According to a new study published in the Astrophysical Journal, Earth-like, solid planets such as Tatooine - which is part of a binary star system, explaining for the double sunset - likely exist and may be widespread across the Universe.

"Our main result is that outside a small region near a binary star, [either rocky or gas-giant] planet formation can proceed in much the same was as around a single star," the researchers wrote. "In our scenario, planets are as prevalent around binaries as around single stars."

"Tatooine sunsets may be common after all," the team added.

In the study, researchers Ben Bromley of the University of Utah, and Scott Kenyon of the Smithsonian Astrophysical Observatory, used complex mathematical formulas to describe how binary stars can be orbited by planetesimals - asteroid-sized rocks that clump together to form planets.

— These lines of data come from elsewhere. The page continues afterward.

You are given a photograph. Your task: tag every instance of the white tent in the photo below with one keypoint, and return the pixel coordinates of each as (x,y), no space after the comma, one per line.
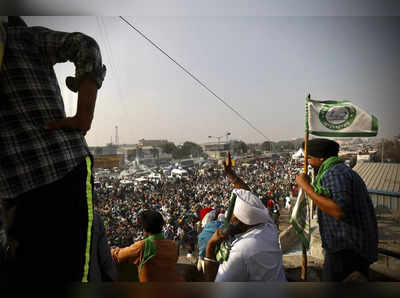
(299,154)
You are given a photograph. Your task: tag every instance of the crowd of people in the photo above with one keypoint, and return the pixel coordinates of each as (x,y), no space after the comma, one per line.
(180,200)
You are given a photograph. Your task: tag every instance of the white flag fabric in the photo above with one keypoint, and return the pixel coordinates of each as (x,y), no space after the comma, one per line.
(339,119)
(300,219)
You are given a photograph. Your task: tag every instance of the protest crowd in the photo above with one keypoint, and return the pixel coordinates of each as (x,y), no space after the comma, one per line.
(180,200)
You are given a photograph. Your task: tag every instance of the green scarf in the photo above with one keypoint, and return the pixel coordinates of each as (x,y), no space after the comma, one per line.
(150,249)
(325,166)
(223,249)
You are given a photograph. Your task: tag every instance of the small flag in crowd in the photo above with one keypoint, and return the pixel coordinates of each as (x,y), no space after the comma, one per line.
(300,219)
(339,119)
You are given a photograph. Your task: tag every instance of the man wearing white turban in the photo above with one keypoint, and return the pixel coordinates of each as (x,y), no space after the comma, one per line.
(255,254)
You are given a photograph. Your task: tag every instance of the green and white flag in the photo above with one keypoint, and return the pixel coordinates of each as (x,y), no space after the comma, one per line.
(300,218)
(339,119)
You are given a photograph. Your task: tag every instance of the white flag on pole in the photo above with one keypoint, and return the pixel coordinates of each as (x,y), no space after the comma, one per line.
(300,218)
(339,119)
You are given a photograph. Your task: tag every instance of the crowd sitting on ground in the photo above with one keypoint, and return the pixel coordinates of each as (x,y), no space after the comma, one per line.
(180,201)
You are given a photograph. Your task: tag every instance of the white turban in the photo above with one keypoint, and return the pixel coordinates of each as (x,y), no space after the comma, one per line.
(249,209)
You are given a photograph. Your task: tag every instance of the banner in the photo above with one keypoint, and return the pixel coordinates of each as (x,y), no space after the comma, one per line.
(339,119)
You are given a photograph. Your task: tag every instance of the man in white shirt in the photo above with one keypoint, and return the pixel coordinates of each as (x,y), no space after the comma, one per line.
(255,254)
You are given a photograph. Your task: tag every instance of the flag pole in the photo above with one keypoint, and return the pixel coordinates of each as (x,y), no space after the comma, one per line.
(304,254)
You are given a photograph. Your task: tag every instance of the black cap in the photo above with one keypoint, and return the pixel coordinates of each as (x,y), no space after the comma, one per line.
(322,148)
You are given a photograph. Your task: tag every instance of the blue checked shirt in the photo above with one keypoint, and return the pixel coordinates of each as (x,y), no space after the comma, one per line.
(357,230)
(30,97)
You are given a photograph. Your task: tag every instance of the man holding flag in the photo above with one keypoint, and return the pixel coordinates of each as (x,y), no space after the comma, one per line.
(346,215)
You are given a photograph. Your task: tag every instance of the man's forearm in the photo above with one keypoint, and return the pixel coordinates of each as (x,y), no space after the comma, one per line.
(211,268)
(326,205)
(87,95)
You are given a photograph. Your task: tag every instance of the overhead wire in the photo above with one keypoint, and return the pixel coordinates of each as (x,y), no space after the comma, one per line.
(196,79)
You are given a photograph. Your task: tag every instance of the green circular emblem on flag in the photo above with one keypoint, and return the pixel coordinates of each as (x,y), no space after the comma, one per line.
(337,116)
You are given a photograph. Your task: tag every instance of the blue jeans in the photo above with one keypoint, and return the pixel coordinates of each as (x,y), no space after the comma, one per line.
(340,264)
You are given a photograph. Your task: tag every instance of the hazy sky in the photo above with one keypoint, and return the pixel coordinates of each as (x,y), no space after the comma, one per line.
(263,66)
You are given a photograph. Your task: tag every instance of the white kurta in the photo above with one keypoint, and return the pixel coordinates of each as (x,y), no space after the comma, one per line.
(255,256)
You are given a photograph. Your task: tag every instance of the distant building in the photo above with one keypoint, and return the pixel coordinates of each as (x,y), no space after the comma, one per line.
(106,161)
(154,143)
(216,150)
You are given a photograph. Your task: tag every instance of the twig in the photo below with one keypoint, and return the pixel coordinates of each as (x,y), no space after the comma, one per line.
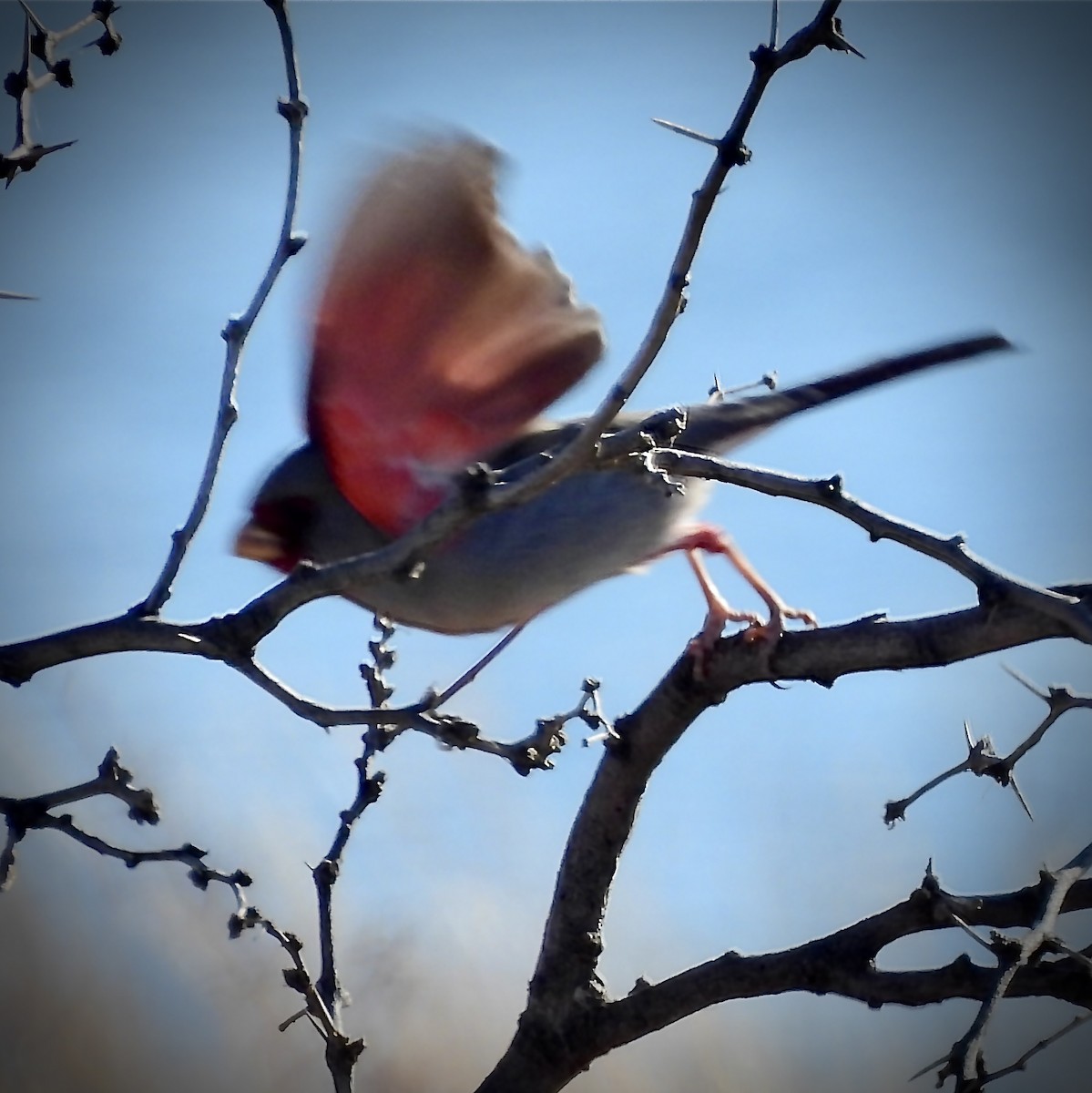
(39,44)
(294,110)
(994,586)
(965,1059)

Until now, it was believed that planets like Earth could not form around most binary stars - at least, not close enough to support life. That's because planetismals have to merge together gently in order to grow. But around a single star, most planetismals follow a circular orbit in which their paths do not cross, making it difficult for them to merge.

And if planetismals orbit a pair of stars, usually their paths get so entangled that they collide at high speeds, destroying one other.

However, the researchers find that if planets start out in an oval-shaped - not circular - orbit, they won't smash into each other and will settle into orbits that foster planet formation.

"We took our sweet numerical time to show that the ride around a pair of stars can be just as smooth as around one," when it comes to the early steps of planet formation, Bromley said in a statement. "The 'made easy' part is really saying the same recipe that works around the Sun will work around Tatooine's host stars."

Bromley and Kenyon didn't conduct their simulations to the point of planet formation, but they did show that planetesimals could survive without collisions for tens of thousands of years in concentric, oval-shaped orbits around binary stars.

"We are saying you can set the stage to make these things," Bromley explained. "It is just as easy to make an Earthlike planet around a binary star as it is around a single star like our Sun. So we think that Tatooines may be common in the Universe."

In the hunt for alien life, NASA's Kepler space telescope has already discovered more than 1,000 planets orbiting other stars, including some rocky planets in the so-called habitable zone - the Goldilocks area that's just right for life. Even our own Milky Way harbors thousands of potentially habitable planets.

So far, Kepler has found seven planets orbiting within or near the habitable zone around binary stars, but all of them are gas giants.

"The planets that Kepler has discovered so far around binary stars are larger, Neptune- or Jupiter-sized gas giants," Bromley said. "None of those found so far are small and rocky like our Earth - or like Tatooine in 'Star Wars.'"

However, that doesn't mean scientists are giving up. They will continue the search for habitable planets like Tatooine, and hope that maybe the fantastical world of 'Stars Wars' one day will become a reality.